Looking back, it feels like I spent the year in some kind of professional chrysalis, a space that allowed me to process, change, and transform. Now I feel like I can finally return to the work I set out to do in the first place.  It won’t be smooth and easy sailing as a beautiful blind butterfly, but at least I’m ready to start moving forward.

The Value of Photographs

An image of my daughter at the kitchen table, grinning over her breakfast. She is in striped pajamas and has wild, messy bed-head.
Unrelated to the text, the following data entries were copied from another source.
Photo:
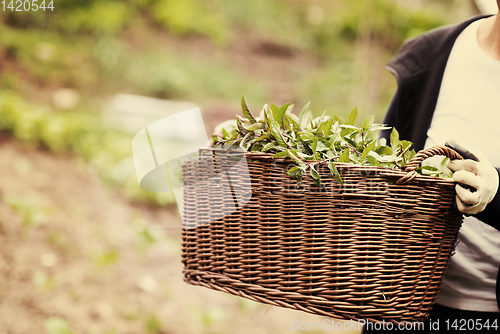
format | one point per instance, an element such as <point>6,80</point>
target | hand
<point>480,175</point>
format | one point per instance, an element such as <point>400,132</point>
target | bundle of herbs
<point>308,141</point>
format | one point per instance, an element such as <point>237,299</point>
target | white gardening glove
<point>480,175</point>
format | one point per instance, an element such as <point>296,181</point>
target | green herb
<point>309,141</point>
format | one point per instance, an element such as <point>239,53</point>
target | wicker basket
<point>373,248</point>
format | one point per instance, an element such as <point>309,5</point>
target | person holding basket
<point>449,88</point>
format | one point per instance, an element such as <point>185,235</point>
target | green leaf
<point>339,119</point>
<point>306,120</point>
<point>368,122</point>
<point>299,180</point>
<point>330,154</point>
<point>314,173</point>
<point>256,126</point>
<point>240,127</point>
<point>295,159</point>
<point>306,136</point>
<point>272,146</point>
<point>351,142</point>
<point>278,113</point>
<point>246,110</point>
<point>353,116</point>
<point>373,161</point>
<point>313,147</point>
<point>335,172</point>
<point>247,137</point>
<point>294,171</point>
<point>325,127</point>
<point>226,134</point>
<point>322,146</point>
<point>394,138</point>
<point>344,157</point>
<point>366,151</point>
<point>283,154</point>
<point>384,150</point>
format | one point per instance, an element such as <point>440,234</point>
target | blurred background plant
<point>60,69</point>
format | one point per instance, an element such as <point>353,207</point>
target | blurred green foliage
<point>83,134</point>
<point>102,47</point>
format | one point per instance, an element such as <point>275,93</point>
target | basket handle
<point>421,156</point>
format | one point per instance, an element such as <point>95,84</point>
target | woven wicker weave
<point>373,248</point>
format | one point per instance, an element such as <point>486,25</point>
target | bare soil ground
<point>72,248</point>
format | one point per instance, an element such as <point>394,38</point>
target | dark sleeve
<point>491,214</point>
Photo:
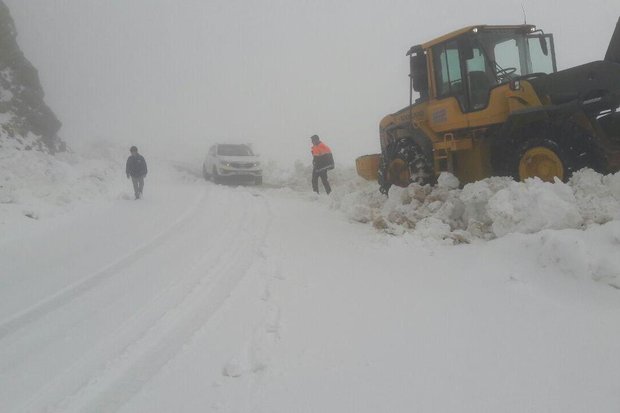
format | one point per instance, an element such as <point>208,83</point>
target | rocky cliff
<point>26,122</point>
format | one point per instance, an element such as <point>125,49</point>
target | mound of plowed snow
<point>485,209</point>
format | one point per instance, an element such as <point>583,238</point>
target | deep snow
<point>499,296</point>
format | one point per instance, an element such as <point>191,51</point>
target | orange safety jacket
<point>320,149</point>
<point>322,158</point>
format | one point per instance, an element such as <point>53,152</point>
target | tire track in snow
<point>61,298</point>
<point>144,344</point>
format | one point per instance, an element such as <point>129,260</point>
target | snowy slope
<point>242,299</point>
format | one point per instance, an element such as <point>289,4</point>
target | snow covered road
<point>212,298</point>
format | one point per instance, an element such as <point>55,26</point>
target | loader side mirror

I spent a long time looking at this photograph today. Many minutes, because I had to, and because it was worth it.

Kristin took it at breakfast this morning. I was sitting right there, and I was enjoying the moment, but seeing the photograph was a different experience entirely.

In general, I look at a lot fewer photographs these days. It takes me longer to make sense of what’s going on in them. The colors and lines just won’t resolve into recognizable objects the way they used to. Sometimes it takes a few seconds, or a few minutes before I realize who or what is in a picture.

But there’s a flip side to this, because I don’t see life as quickly as I used to either. It takes time for me to make sense of what I see, for my brain to construct an image out of the faulty and partial information my eyes pass along. And life doesn’t always stick around waiting for me to make sense of it. 

My daughter is a toddler right now, and she doesn’t stick around long enough for almost anything. Sometimes, if the light is just right and at just the right angle, and she moves in just the right way so she’s framed in it perfectly, and of my eyes feel like behaving themselves at just the right moment, I get this clear, fleeting glimpse of her face, and I get to see just how beautiful she is. These moments stick in my mind, but they are rare, and all too brief. I miss so many details so much of the time.

But when Kristin takes a photo like this—a crystal clear, stunning capture of a living moment—The world slows down. It stops, allowing me all the time I need to pore over the scene, working out and appreciating every feature and every nuance. 

I know that a day will come when I won’t be able to see her this way, to know her face in this much detail, even from photographs. And I know that some day after that, I won’t know what she looks like at all.

And I will miss it.

It won’t affect my love for her, or my care for her. I will still play with her and laugh with her and teach her and share life with her. I will know a million things about her that are more important than her physical appearance.

But I will still miss it.

I’ll miss that shining grin and those sparkling  blue eyes, those looks of joy, inquisitiveness, mischief, and wonder.

So for now, I will treasure the photographs, and I will gladly take all the time I need to etch every detail into my mind and into my memory.